A few weeks ago I attended the first-ever concert by the College of the Bahamas Concert Choir. It was a delightful evening of rich choral music performed by the youthful choir. The audience was honored to have Dr. Uzee Brown, Professor of Morehouse College, as the choir performed a few of his pieces and arrangements. Dr. Uzee Brown Jr, hails from Cowpens South Carolina. He is a performer, narrator, published composer and arranger, researcher, lecturer, choir director, President of the National Association of Negro Musicians, a member of Morehouse College Board of Trustees and he is co-founder and chairman of the board of directors of Onyx Opera Atlanta. I believe that this was a renaissance of good choral music in our lovely country, something I believe we needed very much.

While sitting and listening to the disciplined, and cultured, melodious voices blending together in rich four-, six-, and eight-part harmony, I could not help thinking about the lack of wide appreciation for music in our country today. Although I was extremely pleased with the packed ball room on both nights of the performance, I could not help but wonder if those who attended only came because they have had a friend or relative singing in the choir. As I watched the faces more intently, I was convinced that at least the majority of the guests truly appreciated the variety of semi-classical, traditional spirituals, and art songs performed by this exciting mixture of students and faculty members at the College of the Bahamas. Congratulations to choir conductor Audrey Dean-Wright and guest conductor Dr. Uzee Brown for a job well done.

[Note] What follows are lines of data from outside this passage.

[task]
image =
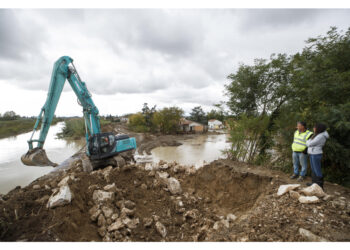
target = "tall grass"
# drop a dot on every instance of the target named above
(73, 128)
(19, 126)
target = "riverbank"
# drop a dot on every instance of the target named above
(19, 126)
(222, 201)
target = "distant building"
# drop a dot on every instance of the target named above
(188, 126)
(215, 124)
(124, 119)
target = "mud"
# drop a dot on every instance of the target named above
(222, 201)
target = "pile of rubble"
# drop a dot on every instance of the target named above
(170, 202)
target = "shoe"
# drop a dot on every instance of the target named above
(294, 176)
(301, 178)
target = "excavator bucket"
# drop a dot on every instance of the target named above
(37, 157)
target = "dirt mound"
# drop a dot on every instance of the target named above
(166, 202)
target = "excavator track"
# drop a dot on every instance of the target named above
(37, 157)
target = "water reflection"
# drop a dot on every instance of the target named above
(195, 151)
(12, 170)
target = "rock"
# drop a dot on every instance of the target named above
(101, 221)
(162, 175)
(220, 224)
(129, 204)
(313, 190)
(65, 180)
(165, 166)
(63, 197)
(131, 223)
(110, 188)
(193, 214)
(308, 199)
(231, 217)
(173, 185)
(115, 217)
(327, 197)
(102, 231)
(94, 213)
(306, 234)
(107, 211)
(294, 194)
(147, 222)
(126, 212)
(285, 188)
(120, 162)
(42, 199)
(100, 196)
(116, 225)
(161, 229)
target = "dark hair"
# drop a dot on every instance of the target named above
(302, 123)
(320, 128)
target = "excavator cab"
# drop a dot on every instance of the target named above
(105, 145)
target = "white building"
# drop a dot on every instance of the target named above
(215, 124)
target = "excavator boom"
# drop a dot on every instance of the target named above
(99, 145)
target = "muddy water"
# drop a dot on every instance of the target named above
(12, 171)
(194, 151)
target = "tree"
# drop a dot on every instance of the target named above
(10, 115)
(168, 119)
(148, 114)
(197, 115)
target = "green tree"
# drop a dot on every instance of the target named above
(197, 115)
(168, 119)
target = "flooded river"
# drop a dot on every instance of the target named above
(194, 151)
(12, 171)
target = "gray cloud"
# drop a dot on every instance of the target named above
(173, 56)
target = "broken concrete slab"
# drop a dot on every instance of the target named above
(308, 199)
(313, 190)
(63, 197)
(308, 235)
(285, 188)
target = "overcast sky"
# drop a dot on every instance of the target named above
(129, 57)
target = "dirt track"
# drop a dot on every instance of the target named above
(223, 201)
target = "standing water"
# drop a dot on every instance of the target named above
(194, 151)
(14, 173)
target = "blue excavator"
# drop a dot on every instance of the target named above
(99, 146)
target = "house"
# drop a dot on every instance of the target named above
(215, 124)
(192, 127)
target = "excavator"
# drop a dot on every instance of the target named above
(99, 146)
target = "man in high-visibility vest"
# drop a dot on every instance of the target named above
(301, 135)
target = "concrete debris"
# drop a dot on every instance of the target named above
(63, 197)
(173, 185)
(308, 199)
(101, 196)
(161, 229)
(313, 190)
(307, 235)
(285, 188)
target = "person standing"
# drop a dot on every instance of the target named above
(315, 145)
(299, 147)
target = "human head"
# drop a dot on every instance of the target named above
(301, 126)
(319, 128)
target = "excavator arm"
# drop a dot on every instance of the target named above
(99, 145)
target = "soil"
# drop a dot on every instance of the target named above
(199, 212)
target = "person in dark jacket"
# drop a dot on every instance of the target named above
(315, 145)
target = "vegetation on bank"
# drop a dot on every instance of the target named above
(165, 120)
(270, 96)
(12, 124)
(74, 128)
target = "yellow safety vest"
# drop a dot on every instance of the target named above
(299, 143)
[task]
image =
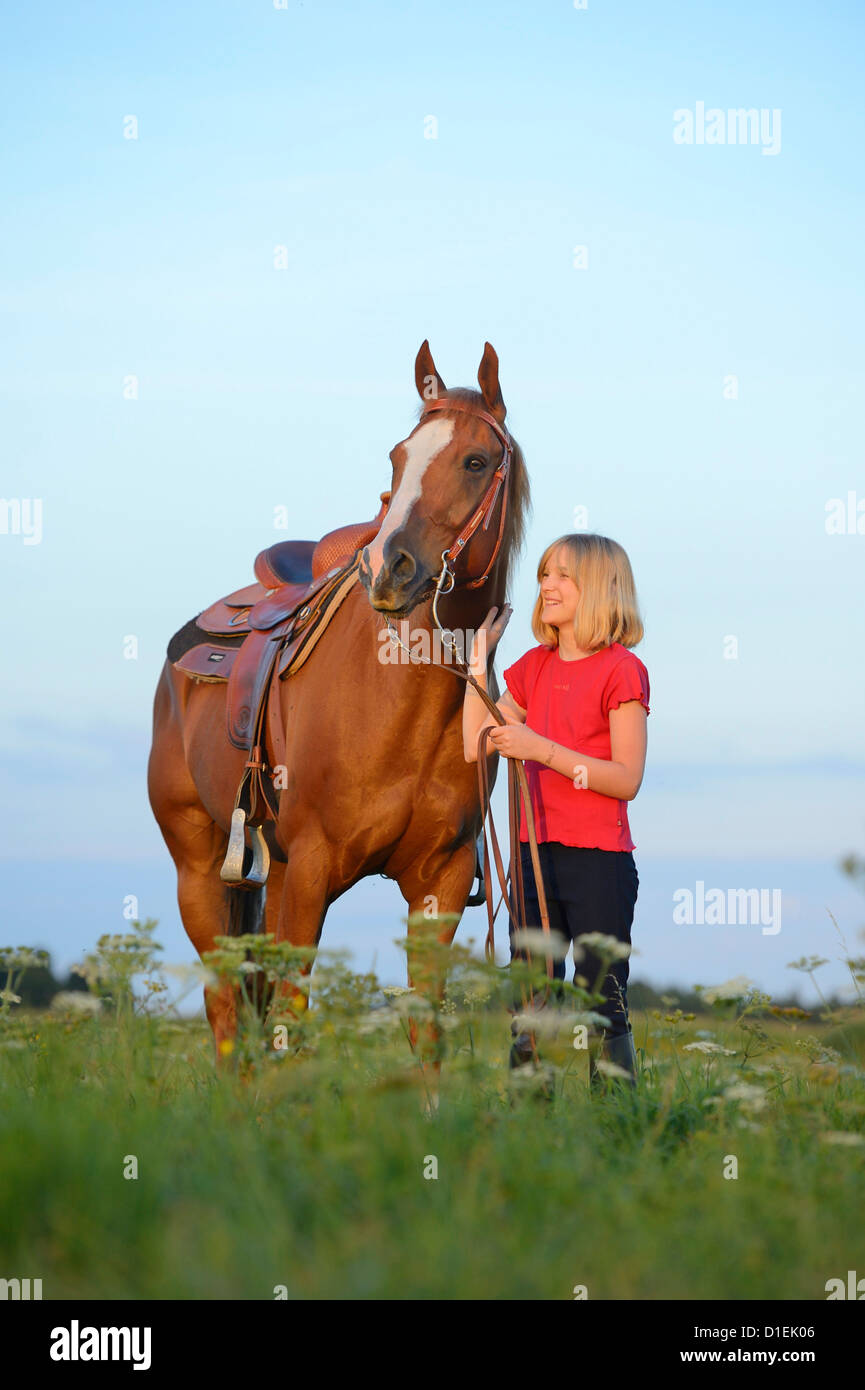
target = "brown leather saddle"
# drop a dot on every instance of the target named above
(252, 640)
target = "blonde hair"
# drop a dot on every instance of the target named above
(607, 609)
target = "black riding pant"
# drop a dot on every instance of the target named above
(587, 890)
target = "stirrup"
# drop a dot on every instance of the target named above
(232, 865)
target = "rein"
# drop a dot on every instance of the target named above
(518, 784)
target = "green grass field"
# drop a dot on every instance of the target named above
(308, 1168)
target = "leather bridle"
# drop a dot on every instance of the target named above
(518, 786)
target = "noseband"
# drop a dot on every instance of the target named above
(484, 510)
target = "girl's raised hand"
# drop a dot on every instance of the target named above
(488, 635)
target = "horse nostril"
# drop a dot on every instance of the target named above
(402, 566)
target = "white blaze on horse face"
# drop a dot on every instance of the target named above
(420, 451)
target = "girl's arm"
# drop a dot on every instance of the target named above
(619, 777)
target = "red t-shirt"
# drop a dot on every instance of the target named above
(569, 702)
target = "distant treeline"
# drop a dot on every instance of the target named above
(38, 984)
(38, 987)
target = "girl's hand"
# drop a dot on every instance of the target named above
(515, 740)
(488, 637)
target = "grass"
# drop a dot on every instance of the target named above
(301, 1172)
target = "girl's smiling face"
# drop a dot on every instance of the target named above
(559, 592)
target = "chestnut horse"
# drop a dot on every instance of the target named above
(377, 780)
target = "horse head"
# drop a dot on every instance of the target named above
(454, 476)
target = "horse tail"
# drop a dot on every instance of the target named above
(245, 911)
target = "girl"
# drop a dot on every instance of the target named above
(576, 709)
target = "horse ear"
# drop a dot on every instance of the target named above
(430, 385)
(488, 381)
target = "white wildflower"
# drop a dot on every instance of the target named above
(75, 1001)
(730, 990)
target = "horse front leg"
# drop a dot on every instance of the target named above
(437, 901)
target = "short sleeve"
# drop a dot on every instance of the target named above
(515, 680)
(627, 680)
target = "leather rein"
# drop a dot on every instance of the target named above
(518, 784)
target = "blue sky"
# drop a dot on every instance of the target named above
(303, 128)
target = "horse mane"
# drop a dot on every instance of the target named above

However, something is still missing in our society. I am convinced that the general Bahamian society has a serious lack of appreciation for a wide-cross section of music. If it isnít Junkanoo or some up-polished gospel singing, or folklore, then it isnít music, some would say. The Government of the Bahamas is spending lots of money encouraging the growth and development of what they call an "authentic Bahamian Sound" - Junkanoo. Unfortunately, not enough money is being spent to help develop the more classical, and disciplined forms of music.

While I appreciate the place Junkanoo has in our Bahamian culture, yet Junkanoo alone cannot provide the well-balanced cultural society that is needed today. I have observed that too many Bahamians show disrespect and chagrin toward performances of a classical nature or serious art form styles. I have been in audiences where serious art songs are being performed and the audiences were unusually noisy and disinterested. However, when a less refined form of presentation was taking place, all ears were intent and interest was to its highest.

Junkanoo is a simple form of music requiring more energy than skill. It is the constant beating and playing of a few notes in repeated successions. Unfortunately, the louder the Junkanoo music, and the heavier the beat, the more it is accepted. While that type of music may have its place, yet it cannot develop the brain to its fullest potential. The lack of appreciation for other forms of music is seriously needed to enrich the person.

Research now tells us that the music of Mozart when listened to by high school students enhances the learning process. It assists in the functioning of the brain. Hence students are being encouraged to listen to Mozart when they are studying. On the other hand, it is my opinion the Junkanoo has very little to do with brain development and good study habits. In fact, the very nature of Junkanoo music--its hypnotic, mesmerized rhythms--has a potential of doing more harm than good. This is even more reason Bahamians need to appreciate a greater variety of music. I am not asking us to abandon Junkanoo, but to expose minds to other forms of serious disciplined music, thus helping to create a more well-balanced, cultural society.

We are blessed to have a few serious musical art groups in our country. These are the Diocesan Choral, the Renaissance Singers, and the Bahamas Concert Orchestra to name a few. When these groups perform, the audiences wonder why hundreds more are not present. Usually the mostly interested foreigners and the upper class Bahamians attend such concerts. Why is this? I have attended many similar concerts in Jamaica and the USA, and also performed myself in countless concerts there. Hundreds and thousands of the mass population would come out to show appreciation for the art being performed, whether it was Mozart, Chopin, or Bob Marley.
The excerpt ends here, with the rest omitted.